Apesar de meu azedume frente a essa nova geração de perfumes cor de rosa e parecidíssimos, Idôle se destaca e foge um tanto a essa regra. Pra começo de conversa, ele me lembra em alguns momentos um outro perfume, bem antigo até: o 5th Avenue, da Elizabeth Arden, perfumão floral lá de 1996. Aliás, muitos juram que o icônico e dourado Jadore (de 1999) também bebeu muito na fonte do 5th…

Acho que são as notas rosa-jasmim-almíscar-baunilha, notas presentes nos dois. Eu seria capaz de jurar que no Idôle também tem lírio-do-vale, aquela coisa floral-verde.

Idôle abre como notas verdes, cítricas e aquosas-doces: pêra! Fruta fresca, geladinha, e perfeita. Nas notas de fundo temos um imenso bouquet de rosas e em meio a elas, pequenos chumacinhos de jasmim ainda não totalmente plenos, ainda em botão.

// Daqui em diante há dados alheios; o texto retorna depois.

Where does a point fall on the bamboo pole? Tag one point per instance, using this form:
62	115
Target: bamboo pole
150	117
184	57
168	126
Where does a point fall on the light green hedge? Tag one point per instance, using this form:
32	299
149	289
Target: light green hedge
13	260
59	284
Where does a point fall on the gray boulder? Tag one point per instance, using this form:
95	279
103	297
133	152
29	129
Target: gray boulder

Esse conjunto rosas-jasmim faz uma alusão ás bombas florais dos anos 90, viu… algo que já fora visto antes, mas precisou ser amenizado e ‘refrescado’ para a nova geração.

No fundo temos almíscar com pinta de produto de higiene pessoal e baunilha discretíssima, com cheiro de hidratante caro.

Um perfume bonito, porém nada inovador. A não ser o frasco, que fora criado pelo arquiteto e designer industrial Chafik Gasmi. O frasco de Idôle é o mais fino do mundo com apenas 15mm de espessura.

Criado em 2019 por Shyamala Maisondieu, Ariana Medina e Nadege le Garlantezec.

Notas de saída: bergamota, pera.

Notas de coração: rosa turca, rosa de maio, jasmim indiano.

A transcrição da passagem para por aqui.